Le due prime release su Dischord raccolte quasi in diretta, per una delle band più atipiche mai apparse nel rooster della label di Washington, ma forse predestinate per il vantaggio di poter giocare in casa. Non c'era proprio quasi niente di hardcore negli STT di questa fase, già evolutisi verso un power-pop-indie-progressive certamente ad alto tasso energetico, ma contrassegnato da un cantante troppo particolare per farli aderire ad un filone ben preciso. Non avevano da spartire nè col grunge nè con la scena dei college, e di lì ad un paio d'anni finirono persino su major, ma non ebbero mai successo commerciale e terminarono la loro corsa entro la decade.

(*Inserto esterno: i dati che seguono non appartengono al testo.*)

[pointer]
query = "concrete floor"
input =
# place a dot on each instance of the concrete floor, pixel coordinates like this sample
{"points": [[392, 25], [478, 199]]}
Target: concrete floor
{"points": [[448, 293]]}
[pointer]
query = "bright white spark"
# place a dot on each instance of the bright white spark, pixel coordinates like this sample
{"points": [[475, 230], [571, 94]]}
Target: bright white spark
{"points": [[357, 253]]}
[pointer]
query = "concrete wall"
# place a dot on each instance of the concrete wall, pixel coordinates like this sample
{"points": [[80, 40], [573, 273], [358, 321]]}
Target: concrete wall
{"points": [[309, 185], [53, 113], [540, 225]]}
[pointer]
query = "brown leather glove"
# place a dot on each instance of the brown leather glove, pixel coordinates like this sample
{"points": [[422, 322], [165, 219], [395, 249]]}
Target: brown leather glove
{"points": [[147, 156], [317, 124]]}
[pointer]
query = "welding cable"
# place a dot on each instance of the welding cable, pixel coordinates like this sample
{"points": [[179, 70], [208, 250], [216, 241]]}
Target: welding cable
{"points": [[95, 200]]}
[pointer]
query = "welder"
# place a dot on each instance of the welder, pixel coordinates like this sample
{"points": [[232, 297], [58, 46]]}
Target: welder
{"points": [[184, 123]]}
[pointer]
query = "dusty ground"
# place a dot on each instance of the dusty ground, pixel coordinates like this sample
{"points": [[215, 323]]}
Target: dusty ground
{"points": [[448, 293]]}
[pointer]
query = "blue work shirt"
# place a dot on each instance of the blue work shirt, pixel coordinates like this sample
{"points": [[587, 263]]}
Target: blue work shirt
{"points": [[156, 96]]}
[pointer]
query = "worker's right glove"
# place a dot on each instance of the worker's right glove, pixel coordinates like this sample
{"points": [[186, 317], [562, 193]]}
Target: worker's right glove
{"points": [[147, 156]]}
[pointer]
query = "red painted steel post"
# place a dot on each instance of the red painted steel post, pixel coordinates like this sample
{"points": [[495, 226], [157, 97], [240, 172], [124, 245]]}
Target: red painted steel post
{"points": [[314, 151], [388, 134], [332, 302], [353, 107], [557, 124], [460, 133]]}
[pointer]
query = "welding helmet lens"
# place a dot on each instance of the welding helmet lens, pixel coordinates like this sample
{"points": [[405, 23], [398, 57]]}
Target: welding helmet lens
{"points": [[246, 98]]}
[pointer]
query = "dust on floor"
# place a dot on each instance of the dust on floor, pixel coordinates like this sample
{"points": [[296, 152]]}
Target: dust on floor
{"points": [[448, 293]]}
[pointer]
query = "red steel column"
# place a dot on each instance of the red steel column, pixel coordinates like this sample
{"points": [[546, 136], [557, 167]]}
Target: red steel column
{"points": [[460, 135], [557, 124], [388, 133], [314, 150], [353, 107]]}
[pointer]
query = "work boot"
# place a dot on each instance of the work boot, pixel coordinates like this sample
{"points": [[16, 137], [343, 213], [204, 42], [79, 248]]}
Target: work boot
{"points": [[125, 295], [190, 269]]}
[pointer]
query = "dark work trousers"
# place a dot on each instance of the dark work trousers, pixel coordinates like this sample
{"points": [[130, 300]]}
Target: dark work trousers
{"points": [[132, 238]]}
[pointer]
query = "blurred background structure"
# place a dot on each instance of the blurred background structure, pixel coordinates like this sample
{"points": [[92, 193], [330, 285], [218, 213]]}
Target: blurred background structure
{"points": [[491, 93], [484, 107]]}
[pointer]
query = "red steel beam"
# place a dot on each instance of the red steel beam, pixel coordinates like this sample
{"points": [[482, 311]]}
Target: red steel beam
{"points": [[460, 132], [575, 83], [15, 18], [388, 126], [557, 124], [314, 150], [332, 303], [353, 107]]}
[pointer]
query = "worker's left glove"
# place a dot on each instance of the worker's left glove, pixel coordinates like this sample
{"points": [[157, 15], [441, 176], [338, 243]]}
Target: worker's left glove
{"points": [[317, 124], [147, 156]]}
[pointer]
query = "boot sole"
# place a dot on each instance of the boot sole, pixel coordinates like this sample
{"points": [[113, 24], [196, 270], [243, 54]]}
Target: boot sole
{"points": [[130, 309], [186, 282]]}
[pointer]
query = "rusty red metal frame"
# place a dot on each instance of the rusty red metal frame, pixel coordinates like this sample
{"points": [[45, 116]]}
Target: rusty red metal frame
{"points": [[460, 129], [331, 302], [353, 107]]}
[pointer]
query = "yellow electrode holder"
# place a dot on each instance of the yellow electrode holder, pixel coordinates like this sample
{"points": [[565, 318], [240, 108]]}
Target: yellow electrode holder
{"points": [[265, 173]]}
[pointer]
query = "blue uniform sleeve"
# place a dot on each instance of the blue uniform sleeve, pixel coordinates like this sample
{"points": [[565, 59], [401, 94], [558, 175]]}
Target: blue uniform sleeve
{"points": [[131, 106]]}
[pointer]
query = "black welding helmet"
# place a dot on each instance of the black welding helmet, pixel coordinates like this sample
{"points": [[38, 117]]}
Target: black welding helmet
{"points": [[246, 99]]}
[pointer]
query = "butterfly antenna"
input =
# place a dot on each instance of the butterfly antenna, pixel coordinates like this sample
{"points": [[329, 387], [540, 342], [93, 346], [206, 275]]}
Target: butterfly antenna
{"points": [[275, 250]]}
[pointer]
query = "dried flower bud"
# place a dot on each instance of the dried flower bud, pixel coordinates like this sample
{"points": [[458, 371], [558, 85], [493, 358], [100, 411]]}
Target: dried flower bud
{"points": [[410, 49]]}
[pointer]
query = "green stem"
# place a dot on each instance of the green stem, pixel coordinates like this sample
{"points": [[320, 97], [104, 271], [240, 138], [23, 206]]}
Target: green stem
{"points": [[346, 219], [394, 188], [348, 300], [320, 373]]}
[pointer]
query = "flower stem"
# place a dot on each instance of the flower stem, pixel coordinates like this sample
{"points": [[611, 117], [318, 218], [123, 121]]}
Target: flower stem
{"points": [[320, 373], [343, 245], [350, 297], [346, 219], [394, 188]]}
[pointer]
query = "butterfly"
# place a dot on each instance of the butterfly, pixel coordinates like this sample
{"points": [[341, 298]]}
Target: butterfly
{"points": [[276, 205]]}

Costipata ed acrobatica ma mai troppo ostica e soprattutto sempre improntata sulle melodie, la musica del quartetto era perfettamente incastrata senza mai ostentare vanità. In un certo senso erano emo, ma nell'accezione più innocente possibile, così come il falsetto di Wedren tradiva uno spirito post-adolescenziale candido ed incontaminato, come un Michael Stipe asciugato dalla follia latente. Fra i due dischi, meglio il mini Funeral at the movies, più rifinito e meglio prodotto e contenente un paio di pezzi memorabili (Lies About The Sky, Red House), del concitato Ten Spot, ugualmente valido ma penalizzato da una produzione troppo asettica.
Da riscoprire fra i segreti meglio nascosti dei Novanta.
Da riscoprire fra i segreti meglio nascosti dei Novanta.